Two tourists from Switzerland braked sharply when they saw the arachnid walking across state Route 190 east of Towne Pass, a remote area almost 5,000 feet above sea level, on Saturday.
“A 24-year-old Canadian man on a motorcycle then crashed into the back of the Swiss couple’s rented camper van,” the National Park Service said in a statement.
An NPS ambulance took him to Desert View Hospital in Pahrump, Nevada.
“The spider walked away unscathed,” the NPS statement added.
Superintendent Mike Reynolds, the first NPS employee to reach the scene of the crash, said in the statement: “Please drive slowly, especially going down steep hills in the park. Our roads still have gravel patches due to flood damage, and wildlife of all sizes are out.”
The park service added that tarantulas are most commonly spotted in the fall, when the males leave their underground burrows to search for a mate.
The rewards for doing so are short-lived however: Females sometimes kill and eat males after mating. If they survive that ordeal, males only live for a few more months after mating, while females can live for 25 years.
The park service also stressed that tarantulas are not to be feared: Their “bite is reported to be similar to a bee sting, and is not deadly to humans,” it said.
The incident is just the latest mishap involving tourists and animals in America’s national parks this year.

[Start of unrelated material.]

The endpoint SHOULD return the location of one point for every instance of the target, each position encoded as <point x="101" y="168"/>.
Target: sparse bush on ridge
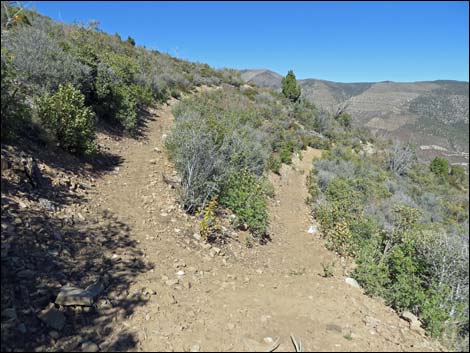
<point x="409" y="240"/>
<point x="65" y="115"/>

In July, a 47-year-old woman from Phoenix suffered “significant injuries to her chest and abdomen” after being gored by a bison in Yellowstone National Park.
Also in Yellowstone, staff had to kill a newborn bison in May after a visitor helped it cross a river, an apparent rescue effort that prompted the calf’s herd to reject the animal.
An 8-year-old child suffered minor injuries from a cougar attack in Olympic National Park in Washington state in July.